Experiments can be enabled without extensive coordination, especially when costs are low, but moving from experimentation to production needs a centralized approach. This involves IT and governance functions, both of which can help evaluate ROI.

Looking ahead, Databricks is pursuing a plethora of innovative and high-value internal use cases for GenAI, across areas such as business operations (covering areas such as the deal desk and IT support), field productivity (account alerts, content discovery and meeting preparation), marketing (content generation and outbound prospecting), HR (ticket deflection and recruiting efficiency), legal (contract data extraction) and business analytics (self-serve, ad-hoc queries). However, we are not ignoring the value of GenAI for our external customer base.
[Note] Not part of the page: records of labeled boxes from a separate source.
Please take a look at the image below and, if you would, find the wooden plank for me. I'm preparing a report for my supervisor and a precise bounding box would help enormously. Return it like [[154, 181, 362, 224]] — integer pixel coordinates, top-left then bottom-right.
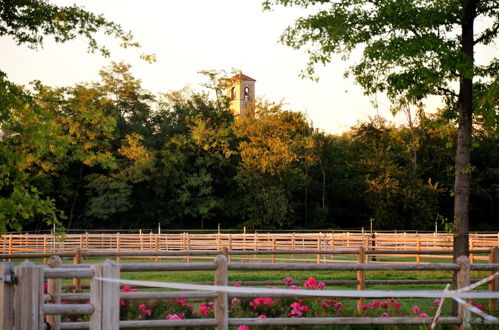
[[489, 247, 499, 311], [73, 248, 82, 292], [90, 260, 120, 330], [14, 260, 44, 330], [357, 247, 366, 314], [43, 304, 94, 314], [215, 255, 229, 330], [229, 317, 461, 328], [456, 256, 471, 330], [47, 256, 62, 330], [0, 262, 14, 330]]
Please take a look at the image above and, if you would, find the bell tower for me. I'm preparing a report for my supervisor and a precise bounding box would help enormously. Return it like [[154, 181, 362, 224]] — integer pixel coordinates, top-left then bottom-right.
[[227, 73, 256, 115]]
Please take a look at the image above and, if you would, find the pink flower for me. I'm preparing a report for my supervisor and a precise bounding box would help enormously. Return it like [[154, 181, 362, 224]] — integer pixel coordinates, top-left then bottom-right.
[[303, 277, 317, 289], [288, 301, 308, 317], [198, 304, 211, 316], [249, 298, 272, 309], [139, 304, 152, 316], [166, 314, 182, 320]]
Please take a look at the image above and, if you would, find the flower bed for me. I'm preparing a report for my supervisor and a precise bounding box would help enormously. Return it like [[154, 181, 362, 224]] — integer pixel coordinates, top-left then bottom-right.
[[58, 277, 492, 330]]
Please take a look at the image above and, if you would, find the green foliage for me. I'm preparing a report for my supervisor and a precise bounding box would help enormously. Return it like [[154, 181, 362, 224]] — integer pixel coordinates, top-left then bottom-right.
[[0, 0, 139, 56]]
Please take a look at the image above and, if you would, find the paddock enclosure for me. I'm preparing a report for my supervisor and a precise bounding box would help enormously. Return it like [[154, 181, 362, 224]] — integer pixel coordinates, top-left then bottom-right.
[[0, 230, 499, 263], [0, 232, 499, 330]]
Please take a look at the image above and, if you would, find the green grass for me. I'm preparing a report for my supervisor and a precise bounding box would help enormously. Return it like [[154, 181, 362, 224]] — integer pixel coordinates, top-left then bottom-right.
[[10, 255, 492, 330]]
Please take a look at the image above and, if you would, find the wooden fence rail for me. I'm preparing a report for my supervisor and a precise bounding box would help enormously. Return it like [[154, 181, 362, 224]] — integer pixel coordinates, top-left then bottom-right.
[[0, 251, 499, 330], [0, 231, 499, 254], [0, 232, 499, 263]]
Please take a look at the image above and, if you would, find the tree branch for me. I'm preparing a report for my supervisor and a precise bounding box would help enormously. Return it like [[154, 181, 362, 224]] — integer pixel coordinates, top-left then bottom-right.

US airline JetBlue built a chatbot using a combination of our data intelligence platform and sophisticated open-source LLMs that allows employees to gain access to KPIs and information that is specific to their role. The impact of this solution has been to reduce training requirements and the turnaround time for feedback, as well as simplify access to insights for the entire organization. European carrier easyJet built a similar GenAI solution, intended as a tool for non-technical users to pose voice-based questions in their natural language and receive insights that can feed into the decision-making process. This solution has not only helped improve the organization's data strategy and provided users with easier access to data and LLM-driven insights but has also sparked new ideas around other innovative GenAI use cases, including resource optimization, chatbots centered on operational processes and compliance, and personal assistants that offer tailored travel recommendations.

While GenAI projects need to be delivered with security, governance, and ROI in mind, our experience makes clear that when organizations embrace GenAI's cross-functional potential through iteration and experimentation, the potential efficiency gains of this AI strategy can give both them and their customers a competitive advantage.